I got the o'brein machine today, for it's age it is in very good shape, guy said he had it sitting around for awhile and it came with a solid steele carrying case. i plugged it in and ran it in reverse and foward and it is fully operational. no cuts in the cord, no burnt smell in the motor ( brushes seem ok) has kind of a slow drag on the rpms. i heard that many years ago that this o'brien worked for spartan then went out on his own to make and sell machines. this piece is going on display at the shop for sure. i will try and post pics in the upcoming days. it appears to be a late 60's model


----------



## Drain Pro (Nov 3, 2013)

Flyin Brian said:


> I got the o'brein machine today, for it's age it is in very good shape, guy said he had it sitting around for awhile and it came with a solid steele carrying case. i plugged it in and ran it in reverse and foward and it is fully operational. no cuts in the cord, no burnt smell in the motor ( brushes seem ok) has kind of a slow drag on the rpms. i heard that many years ago that this o'brien worked for spartan then went out on his own to make and sell machines. this piece is going on display at the shop for sure. i will try and post pics in the upcoming days. it appears to be a late 60's model


I wonder if it's the same one I have?


----------



## sparky (Jan 8, 2014)

I like my ridged k39 pretty good,but,i like the general super vee also,i have taken a general with a quarter inch cable and cleaned a bunch of kitchen sink drains out by going thru the basket stainer,work like a charm.


----------



## Best Darn Sewer (Dec 23, 2012)

↑↑ Nope. Don't take this bait either. That's all it is... Just don't respond is the best solution.


----------



## sparky (Jan 8, 2014)

Best Darn Sewer said:


> ↑↑ Nope. Don't take this bait either. That's all it is... Just don't respond is the best solution.


im new here but im learnin fast,thanks:thumbsup:


----------



## TheDrainGuy (Jan 1, 2014)

Best drill snake hands down.
Versatile, 1/4"-5/16"-3/8" cables
Variable speed, forward/reverse.
Durable, this one is 6-7 yrs old and used daily.
Only downfall is the weight, a little heavy.


----------



## rand17 (Nov 18, 2013)

Spartan 700 end of story.....Power Vee = Power crap!!


----------



## Drain Pro (Nov 3, 2013)

TheDrainGuy said:


> Best drill snake hands down. Versatile, 1/4"-5/16"-3/8" cables Variable speed, forward/reverse. Durable, this one is 6-7 yrs old and used daily. Only downfall is the weight, a little heavy.

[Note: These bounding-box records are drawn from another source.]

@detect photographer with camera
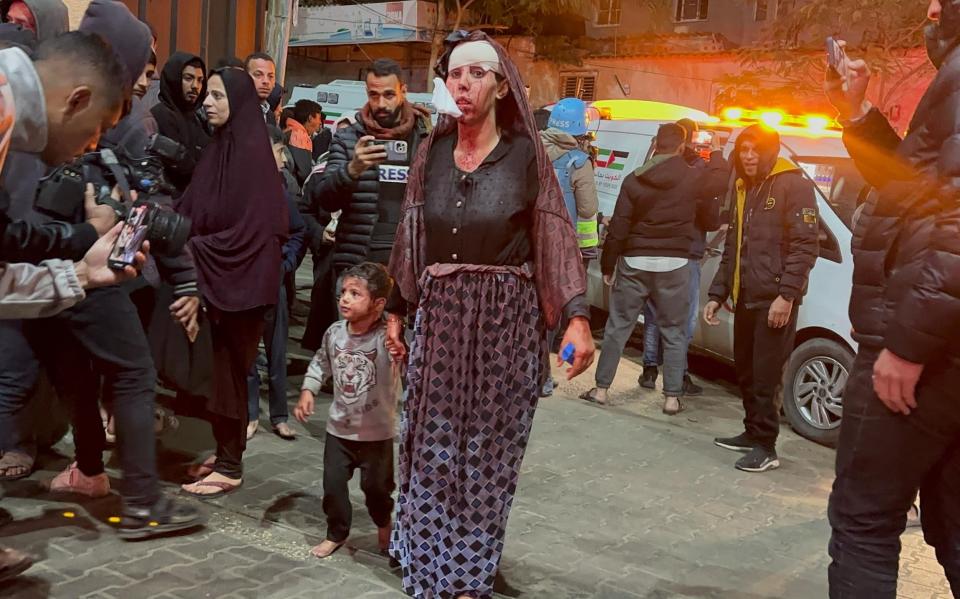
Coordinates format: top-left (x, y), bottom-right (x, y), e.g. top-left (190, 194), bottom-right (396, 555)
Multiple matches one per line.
top-left (150, 52), bottom-right (210, 197)
top-left (303, 58), bottom-right (430, 346)
top-left (38, 0), bottom-right (200, 496)
top-left (0, 27), bottom-right (201, 538)
top-left (0, 221), bottom-right (147, 582)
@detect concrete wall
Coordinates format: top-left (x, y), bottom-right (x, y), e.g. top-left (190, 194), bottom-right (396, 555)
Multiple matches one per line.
top-left (587, 0), bottom-right (777, 46)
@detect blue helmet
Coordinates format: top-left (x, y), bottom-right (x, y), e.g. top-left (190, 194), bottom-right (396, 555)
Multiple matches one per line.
top-left (547, 98), bottom-right (590, 137)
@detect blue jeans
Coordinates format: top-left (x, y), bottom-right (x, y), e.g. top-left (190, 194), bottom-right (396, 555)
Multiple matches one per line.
top-left (247, 285), bottom-right (290, 426)
top-left (828, 345), bottom-right (960, 599)
top-left (24, 286), bottom-right (160, 507)
top-left (643, 259), bottom-right (700, 372)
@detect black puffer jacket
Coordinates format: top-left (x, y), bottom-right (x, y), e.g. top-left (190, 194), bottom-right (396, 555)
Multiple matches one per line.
top-left (600, 152), bottom-right (729, 275)
top-left (843, 17), bottom-right (960, 363)
top-left (303, 115), bottom-right (429, 267)
top-left (710, 125), bottom-right (820, 310)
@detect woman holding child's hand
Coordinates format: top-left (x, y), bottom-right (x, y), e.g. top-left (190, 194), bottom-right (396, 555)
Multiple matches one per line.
top-left (387, 32), bottom-right (594, 598)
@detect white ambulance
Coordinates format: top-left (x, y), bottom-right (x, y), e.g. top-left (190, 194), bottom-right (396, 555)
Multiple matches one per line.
top-left (287, 79), bottom-right (437, 132)
top-left (568, 100), bottom-right (870, 445)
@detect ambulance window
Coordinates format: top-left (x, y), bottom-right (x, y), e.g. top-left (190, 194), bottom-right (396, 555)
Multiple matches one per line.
top-left (797, 156), bottom-right (868, 230)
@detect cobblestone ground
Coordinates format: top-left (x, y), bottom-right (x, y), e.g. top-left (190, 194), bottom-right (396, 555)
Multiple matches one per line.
top-left (0, 274), bottom-right (949, 599)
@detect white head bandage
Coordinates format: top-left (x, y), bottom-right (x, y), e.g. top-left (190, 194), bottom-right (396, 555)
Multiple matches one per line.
top-left (447, 42), bottom-right (503, 75)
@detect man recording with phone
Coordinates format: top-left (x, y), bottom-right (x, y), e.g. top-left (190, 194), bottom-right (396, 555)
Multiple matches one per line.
top-left (304, 59), bottom-right (430, 274)
top-left (825, 0), bottom-right (960, 599)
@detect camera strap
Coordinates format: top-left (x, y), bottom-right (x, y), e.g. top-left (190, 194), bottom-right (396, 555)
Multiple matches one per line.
top-left (100, 148), bottom-right (133, 209)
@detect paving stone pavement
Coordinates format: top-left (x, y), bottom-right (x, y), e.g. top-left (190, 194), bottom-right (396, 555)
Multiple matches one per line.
top-left (0, 278), bottom-right (950, 599)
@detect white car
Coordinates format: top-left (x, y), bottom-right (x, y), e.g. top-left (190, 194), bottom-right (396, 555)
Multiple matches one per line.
top-left (287, 79), bottom-right (436, 133)
top-left (588, 100), bottom-right (869, 445)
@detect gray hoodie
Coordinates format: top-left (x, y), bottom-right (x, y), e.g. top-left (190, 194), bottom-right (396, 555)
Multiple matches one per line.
top-left (540, 129), bottom-right (600, 220)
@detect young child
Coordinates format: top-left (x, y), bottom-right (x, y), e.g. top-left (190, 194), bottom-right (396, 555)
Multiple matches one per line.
top-left (293, 262), bottom-right (400, 558)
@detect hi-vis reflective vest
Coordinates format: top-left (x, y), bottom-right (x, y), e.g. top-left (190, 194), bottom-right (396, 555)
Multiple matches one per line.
top-left (553, 150), bottom-right (600, 251)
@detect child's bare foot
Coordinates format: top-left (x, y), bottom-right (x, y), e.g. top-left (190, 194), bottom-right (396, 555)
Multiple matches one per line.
top-left (180, 472), bottom-right (243, 499)
top-left (310, 539), bottom-right (346, 559)
top-left (377, 524), bottom-right (393, 552)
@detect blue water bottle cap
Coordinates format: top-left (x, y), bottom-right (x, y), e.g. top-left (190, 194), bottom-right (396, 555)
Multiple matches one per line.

The other downfall is that terrible slide chuck.


----------



## TheDrainGuy (Jan 1, 2014)

Drain Pro said:


> The other downfall is that terrible slide chuck.

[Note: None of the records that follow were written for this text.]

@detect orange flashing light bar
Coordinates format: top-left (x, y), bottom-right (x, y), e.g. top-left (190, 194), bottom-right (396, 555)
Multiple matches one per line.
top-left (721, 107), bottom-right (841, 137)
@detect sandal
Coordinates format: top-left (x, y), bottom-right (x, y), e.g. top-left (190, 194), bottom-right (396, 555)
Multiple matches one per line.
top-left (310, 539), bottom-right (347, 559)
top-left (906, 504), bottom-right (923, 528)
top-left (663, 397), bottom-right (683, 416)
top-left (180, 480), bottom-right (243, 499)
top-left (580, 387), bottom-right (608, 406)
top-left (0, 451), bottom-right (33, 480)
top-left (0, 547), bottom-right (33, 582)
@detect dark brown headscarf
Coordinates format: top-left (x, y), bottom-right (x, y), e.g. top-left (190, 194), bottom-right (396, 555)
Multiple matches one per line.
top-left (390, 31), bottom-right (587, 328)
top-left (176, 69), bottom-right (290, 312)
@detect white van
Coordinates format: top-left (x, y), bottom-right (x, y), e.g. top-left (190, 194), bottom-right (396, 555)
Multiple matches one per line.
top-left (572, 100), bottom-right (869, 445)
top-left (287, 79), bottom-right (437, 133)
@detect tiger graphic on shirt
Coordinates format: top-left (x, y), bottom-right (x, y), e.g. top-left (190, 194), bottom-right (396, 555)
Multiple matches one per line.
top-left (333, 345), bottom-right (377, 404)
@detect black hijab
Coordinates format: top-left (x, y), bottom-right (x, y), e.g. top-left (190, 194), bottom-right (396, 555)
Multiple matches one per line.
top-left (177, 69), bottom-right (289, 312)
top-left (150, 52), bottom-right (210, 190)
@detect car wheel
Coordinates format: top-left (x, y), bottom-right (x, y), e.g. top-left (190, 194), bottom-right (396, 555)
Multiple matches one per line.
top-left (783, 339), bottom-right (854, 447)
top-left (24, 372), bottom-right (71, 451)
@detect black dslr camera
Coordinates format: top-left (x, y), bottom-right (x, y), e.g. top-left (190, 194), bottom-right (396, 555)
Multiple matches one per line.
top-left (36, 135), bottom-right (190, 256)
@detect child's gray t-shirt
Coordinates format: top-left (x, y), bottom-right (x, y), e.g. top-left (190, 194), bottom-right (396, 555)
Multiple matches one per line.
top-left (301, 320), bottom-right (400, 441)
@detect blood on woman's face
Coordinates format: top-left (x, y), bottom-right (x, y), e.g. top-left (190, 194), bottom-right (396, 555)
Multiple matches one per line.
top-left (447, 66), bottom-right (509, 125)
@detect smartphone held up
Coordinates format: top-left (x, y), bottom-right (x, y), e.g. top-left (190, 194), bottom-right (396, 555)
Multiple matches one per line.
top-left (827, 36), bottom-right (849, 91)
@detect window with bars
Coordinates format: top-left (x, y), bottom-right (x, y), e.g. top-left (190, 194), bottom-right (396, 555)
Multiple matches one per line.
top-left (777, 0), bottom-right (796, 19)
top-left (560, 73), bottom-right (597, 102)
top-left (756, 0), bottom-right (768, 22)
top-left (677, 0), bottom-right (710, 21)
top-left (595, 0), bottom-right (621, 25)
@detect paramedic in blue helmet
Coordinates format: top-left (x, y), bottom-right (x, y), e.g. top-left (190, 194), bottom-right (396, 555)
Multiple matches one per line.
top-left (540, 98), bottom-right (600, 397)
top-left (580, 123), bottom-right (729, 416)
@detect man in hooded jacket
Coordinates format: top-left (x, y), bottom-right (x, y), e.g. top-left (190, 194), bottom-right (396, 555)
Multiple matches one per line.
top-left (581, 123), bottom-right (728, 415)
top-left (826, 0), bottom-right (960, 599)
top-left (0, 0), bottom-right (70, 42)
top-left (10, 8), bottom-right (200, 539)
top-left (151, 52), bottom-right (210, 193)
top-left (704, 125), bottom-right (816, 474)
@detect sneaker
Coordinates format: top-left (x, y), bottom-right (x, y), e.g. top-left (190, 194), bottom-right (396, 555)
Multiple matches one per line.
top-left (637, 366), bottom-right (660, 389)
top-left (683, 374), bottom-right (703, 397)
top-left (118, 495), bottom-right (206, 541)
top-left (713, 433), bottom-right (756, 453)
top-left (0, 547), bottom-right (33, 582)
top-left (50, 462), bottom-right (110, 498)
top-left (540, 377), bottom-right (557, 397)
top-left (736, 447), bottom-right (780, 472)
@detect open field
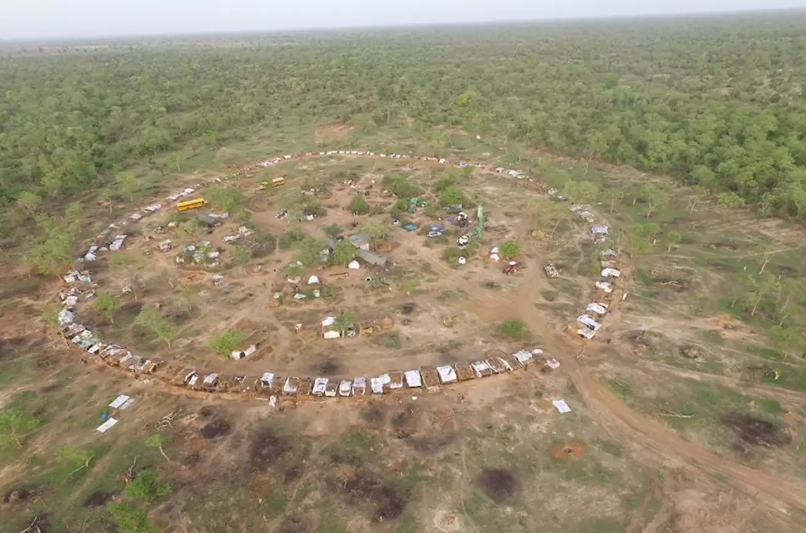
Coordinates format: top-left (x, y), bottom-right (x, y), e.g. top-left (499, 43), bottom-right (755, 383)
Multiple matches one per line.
top-left (0, 11), bottom-right (806, 533)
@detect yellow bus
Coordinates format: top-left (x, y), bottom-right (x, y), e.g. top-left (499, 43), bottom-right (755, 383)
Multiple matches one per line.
top-left (176, 198), bottom-right (207, 211)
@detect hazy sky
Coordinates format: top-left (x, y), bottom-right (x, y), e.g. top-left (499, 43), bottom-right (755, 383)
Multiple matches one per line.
top-left (0, 0), bottom-right (806, 40)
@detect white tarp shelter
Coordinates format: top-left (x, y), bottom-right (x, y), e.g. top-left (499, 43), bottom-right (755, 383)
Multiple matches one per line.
top-left (551, 400), bottom-right (571, 414)
top-left (369, 374), bottom-right (392, 394)
top-left (577, 328), bottom-right (596, 340)
top-left (95, 417), bottom-right (118, 433)
top-left (339, 379), bottom-right (353, 397)
top-left (404, 370), bottom-right (423, 388)
top-left (577, 315), bottom-right (602, 331)
top-left (595, 281), bottom-right (613, 294)
top-left (311, 378), bottom-right (328, 396)
top-left (585, 302), bottom-right (607, 316)
top-left (109, 394), bottom-right (129, 409)
top-left (512, 350), bottom-right (532, 365)
top-left (260, 372), bottom-right (274, 387)
top-left (437, 365), bottom-right (456, 384)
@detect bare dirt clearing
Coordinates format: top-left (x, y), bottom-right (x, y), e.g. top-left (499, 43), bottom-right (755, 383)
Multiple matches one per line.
top-left (3, 152), bottom-right (806, 532)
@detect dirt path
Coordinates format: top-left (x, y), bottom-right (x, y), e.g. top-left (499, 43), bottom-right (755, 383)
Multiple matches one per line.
top-left (498, 264), bottom-right (806, 512)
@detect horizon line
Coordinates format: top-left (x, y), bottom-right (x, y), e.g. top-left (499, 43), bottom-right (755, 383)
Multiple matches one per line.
top-left (0, 7), bottom-right (806, 45)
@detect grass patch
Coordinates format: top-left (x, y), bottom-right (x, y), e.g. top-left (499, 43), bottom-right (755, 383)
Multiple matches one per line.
top-left (495, 319), bottom-right (532, 340)
top-left (208, 329), bottom-right (248, 357)
top-left (757, 400), bottom-right (782, 414)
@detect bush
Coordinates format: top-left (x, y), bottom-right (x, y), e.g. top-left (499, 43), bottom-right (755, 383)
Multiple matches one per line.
top-left (498, 241), bottom-right (521, 257)
top-left (434, 175), bottom-right (456, 192)
top-left (347, 194), bottom-right (369, 215)
top-left (439, 186), bottom-right (468, 207)
top-left (277, 225), bottom-right (307, 250)
top-left (383, 174), bottom-right (423, 198)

Yeah agreed. I've gotten used to it through the years and haven't had to swap it out or anything.
But.. I think they could have come up with something better than that.


----------



## KoleckeINC (Oct 22, 2011)

I think 75 percent of small machine tangles start with improperly feeding the cable into the drum. I always run it in reverse to get the first foot into my k45af. I retired the supervee when I fit 35' of 5/16 into the ridgid. The auto feed is great at 6 pm after working out. I'll never go back.


----------